Netflix's 'Burning Sands' is a tale of brotherhood and the dangers of black frat hazing


On March 10, Netflix will be releasing Burning Sands, a new original movie directed by Gerard McMurray, who is making his feature film debut after serving as an associate producer on Ryan Coogler's Fruitvale StationBurning Sands features a stellar ensemble led by American Crime's Trevor Jackson, and is a powerful, intense and, at times, disturbing look into the fraternity culture at historically black colleges and universities. 

Burning Sands takes place during the Lambda Lambda Phi fraternity's "hell week," culminating in "hell night," the last hurdle for the pledges at the fictional Frederick Douglass University. Throughout Burning Sands, we see the pledges lean on each other during increasingly stressful times, doing everything they can not to "drop'" from the line. 

Jackson plays Zurich, the central protagonist, who has to juggle his relationships, schoolwork and responsibilities as a fraternity pledge, all while seemingly attempting to discover his own reasons for wanting to join Lambda Lambda Phi. He at one point is unable to answer that simple question when confronted by a big brother.


Academy Award-nominated Alfre Woodard portrays Professor Hughes, a character who more than once tries to hand Zurich a life-line, at one point quoting Frederick Douglass, stating, "it is easier to build strong children than to repair broken men." And this is a theme, in particular, that runs deep throughout the film. 

The first trailer for Burning Sands dropped last month, and reactions have thus far been split, with some fearing that the film targets black fraternities. And while much of the film does highlight illegal hazing in fraternities, Burning Sands is so much more than that, and director McMurray hopes that audiences wait until after they see the film to judge it. 

McMurray told Mic that Burning Sands "was not meant to be a national outcry," stating that the story is "merely a tale about brotherhood and also the complicated path to manhood for black men." As for Burning Sands' commentary on black fraternities, the director explains that "the film is not an indictment of the culture, but only a brief introduction to it."

What Burning Sands is at its core, though, is a tale of brotherhood, family and unity — themes that drew Jackson to the lead role of Zurich. Jackson told Mic that he wanted be a part of this film to highlight the "unity between black men." 

"A lot of black men have a hard time showing affection and love to one another," Jackson elaborated. "I think this film really shows the importance of unity and togetherness." Of course, the actor was also drawn to McMurray "and his passion for the project," as well as seeing the film as "a great opportunity acting-wise to grow and learn."


One of those learning opportunities for the star came in the form of sharing scenes with Woodard, who most recently appeared in two Netflix original series, Luke Cage and A Series of Unfortunate Events. "It was an honor [working with Woodard]," Jackson explained. "She is a beautiful spirit and so encouraging and kind." 

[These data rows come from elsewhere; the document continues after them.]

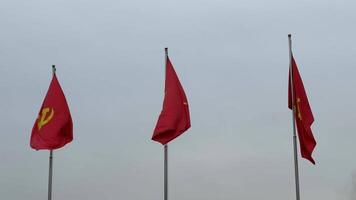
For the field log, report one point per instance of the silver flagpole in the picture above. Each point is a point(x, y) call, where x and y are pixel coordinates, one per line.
point(165, 172)
point(296, 170)
point(50, 175)
point(51, 158)
point(166, 147)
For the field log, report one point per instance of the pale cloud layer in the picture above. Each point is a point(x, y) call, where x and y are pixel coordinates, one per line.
point(232, 59)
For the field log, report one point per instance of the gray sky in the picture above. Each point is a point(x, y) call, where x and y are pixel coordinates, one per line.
point(232, 59)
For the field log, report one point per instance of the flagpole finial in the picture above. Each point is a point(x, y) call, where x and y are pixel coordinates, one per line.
point(54, 69)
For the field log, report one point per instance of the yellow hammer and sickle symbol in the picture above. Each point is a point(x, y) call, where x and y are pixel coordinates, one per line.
point(298, 109)
point(43, 119)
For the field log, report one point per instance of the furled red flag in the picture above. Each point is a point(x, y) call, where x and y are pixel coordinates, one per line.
point(174, 118)
point(303, 113)
point(53, 127)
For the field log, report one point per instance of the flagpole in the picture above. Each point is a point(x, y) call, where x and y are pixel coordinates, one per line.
point(166, 147)
point(51, 158)
point(296, 169)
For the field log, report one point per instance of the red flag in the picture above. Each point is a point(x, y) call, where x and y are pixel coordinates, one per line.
point(53, 128)
point(174, 118)
point(303, 114)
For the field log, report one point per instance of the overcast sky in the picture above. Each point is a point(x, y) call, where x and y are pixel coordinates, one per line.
point(232, 59)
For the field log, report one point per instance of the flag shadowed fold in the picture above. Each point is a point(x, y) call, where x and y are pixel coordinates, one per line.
point(53, 127)
point(303, 113)
point(174, 118)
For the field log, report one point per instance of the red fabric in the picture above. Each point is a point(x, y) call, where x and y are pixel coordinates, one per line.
point(303, 114)
point(53, 128)
point(174, 118)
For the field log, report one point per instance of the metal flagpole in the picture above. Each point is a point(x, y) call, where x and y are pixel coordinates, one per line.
point(51, 158)
point(166, 147)
point(50, 175)
point(165, 172)
point(296, 170)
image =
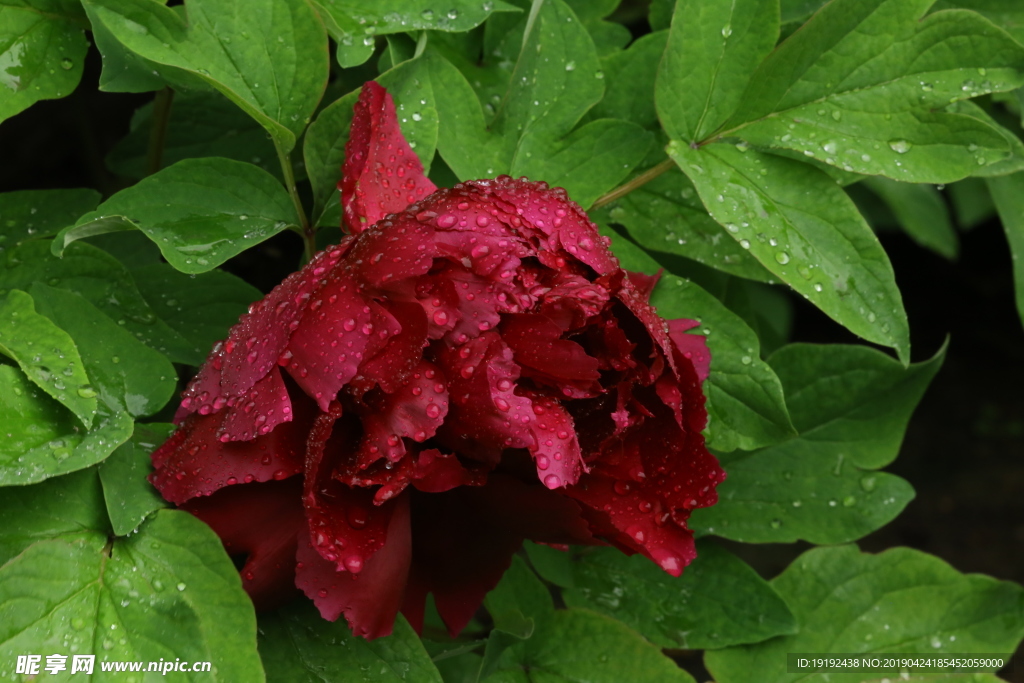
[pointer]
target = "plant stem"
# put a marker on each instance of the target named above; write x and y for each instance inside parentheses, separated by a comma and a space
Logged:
(158, 130)
(307, 231)
(640, 180)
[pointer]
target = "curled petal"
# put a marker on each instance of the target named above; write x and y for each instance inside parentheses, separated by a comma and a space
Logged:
(382, 174)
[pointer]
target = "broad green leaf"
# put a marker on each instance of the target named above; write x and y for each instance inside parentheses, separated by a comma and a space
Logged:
(921, 212)
(201, 124)
(324, 150)
(630, 77)
(1008, 191)
(745, 407)
(901, 600)
(353, 24)
(581, 645)
(201, 307)
(42, 50)
(712, 51)
(200, 212)
(46, 354)
(104, 282)
(66, 507)
(851, 406)
(862, 84)
(43, 439)
(267, 56)
(666, 215)
(1008, 14)
(299, 646)
(126, 374)
(806, 230)
(719, 601)
(129, 496)
(31, 214)
(168, 592)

Jackson stated further that "it is amazing to meet someone that you looked up to and have wanted to work with," commenting that "it is easy to act when you're acting with someone like that."

Jackson is hoping that his performance, and growth in Burning Sands, leads him to tackle even more diverse roles going forward. "I want to continue to unravel myself and experience different parts of myself to be able to tap into different characters," he explained. "I love film; I love watching movies; I love great actors. I love seeing someone transform on screen."


"That is something I'm working towards," he said. "I want to go after roles that are not myself. I like meaty, juicy roles that I can really dive into. I just want to do great work. Work that provokes thought and helps shape the world as well." And Jackson does hope that he gets a chance to work with McMurray again, explaining that "the synergy was there."

As for McMurray, while he is looking forward to the future and the opportunities "to do all kinds of stories," right now he is focused on Burning Sands. He hopes that audiences can enjoy the film for what it is, stating that he wants viewers to be "free-thinkers." 

McMurray explains that Burning Sands was shot in just 18 days, with the film's climax being filmed in just four hours under difficult circumstances. So, when McMurray does move onto a new project, he hopes his "next step is definitely to do a bigger film—more than 18 days." But for Burning Sands, his wish is for audiences see that it is a film that goes "much deeper [than hate]," because what the movie is really about is "family" and "brotherhood."

Burning Sands will be released Friday, March 10 on Netflix.